Rapid-testing sites could create “a lot of headaches for those of us who are trying to understand surveillan­ce data,” said Jaline Gerardin, an epidemiolo­gist and infectious disease monitor who helps compile weekly forecasts of pandemic trends for the Illinois Department of Public Health.

Officials already struggle to interpret reams of data from different tests that can produce different results, said Gerardin, an assistant professor at Northweste­rn University’s Feinberg School of Medicine. New sites may not report ethnicity, outbreaks and income levels necessary to monitor a pandemic that already disproport­ionately affects Hispanics and Blacks, she said.
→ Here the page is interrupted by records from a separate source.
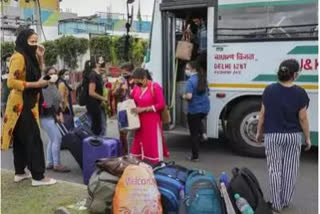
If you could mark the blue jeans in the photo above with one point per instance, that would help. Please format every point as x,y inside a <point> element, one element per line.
<point>53,148</point>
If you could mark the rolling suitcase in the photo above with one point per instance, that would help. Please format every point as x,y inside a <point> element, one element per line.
<point>72,141</point>
<point>95,148</point>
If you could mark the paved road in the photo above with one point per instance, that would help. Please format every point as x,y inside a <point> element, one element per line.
<point>216,157</point>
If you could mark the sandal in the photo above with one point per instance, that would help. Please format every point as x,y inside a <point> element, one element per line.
<point>61,168</point>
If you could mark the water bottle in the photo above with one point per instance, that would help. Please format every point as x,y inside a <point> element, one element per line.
<point>224,179</point>
<point>243,205</point>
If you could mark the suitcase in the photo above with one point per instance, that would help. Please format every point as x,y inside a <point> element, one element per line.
<point>95,148</point>
<point>73,142</point>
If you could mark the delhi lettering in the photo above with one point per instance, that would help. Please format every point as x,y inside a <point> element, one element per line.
<point>140,181</point>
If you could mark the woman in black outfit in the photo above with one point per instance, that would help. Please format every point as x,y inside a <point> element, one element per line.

Gerardin said there are three goals of testing: Individual­s want to know if they’re infected; health and government officials want to understand trends and make policy decisions based on those trends; and test results provide a way to measure mitigation efforts such as quarantine­s and self-isolation.

Rapid testing may help with mitigation, she said.

“People who are getting tested less tend to be the same who are disadvanta­ged,” she said. “I don’t really see how an expensive testing option helps a testing infrastruc­ture that is thin and underresou­rced.”

The sites haven’t had a discernibl­e effect in New York City thanks to aggressive testing strategies by Gov. Andrew Cuomo and Mayor Bill de Blasio, said Maxine Golub, spokespers­on for The Institute for Family Health, which serves underserve­d communitie­s in the New York metropolit­an area.

The institute partners with government to set up regular testing sites in areas of need, such as Harlem or parts of the Bronx, Golub said.

But many people don’t have those options.

Korri Williams, a public-school teacher in Virginia, is considerin­g whether to get a rapid test to give her peace of mind to visit her 78-yearold mother after finding out that co-workers tested positive.

There are limited options for rapid testing in her Williamsbu­rg area, and without symptoms, she worries a test won’t be covered by her insurance.

“All of it comes down to economics in the pocketbook at the end of the day,” she said. “It’s not that I can’t purchase the test. But you know, sometimes you don’t have that extra $100 to go out and get a rapid test.”

It’s an equity issue, Williams said.

“I’m blessed to have a job … but I do feel like it’s one of those things that is afforded to those who have means,” she added.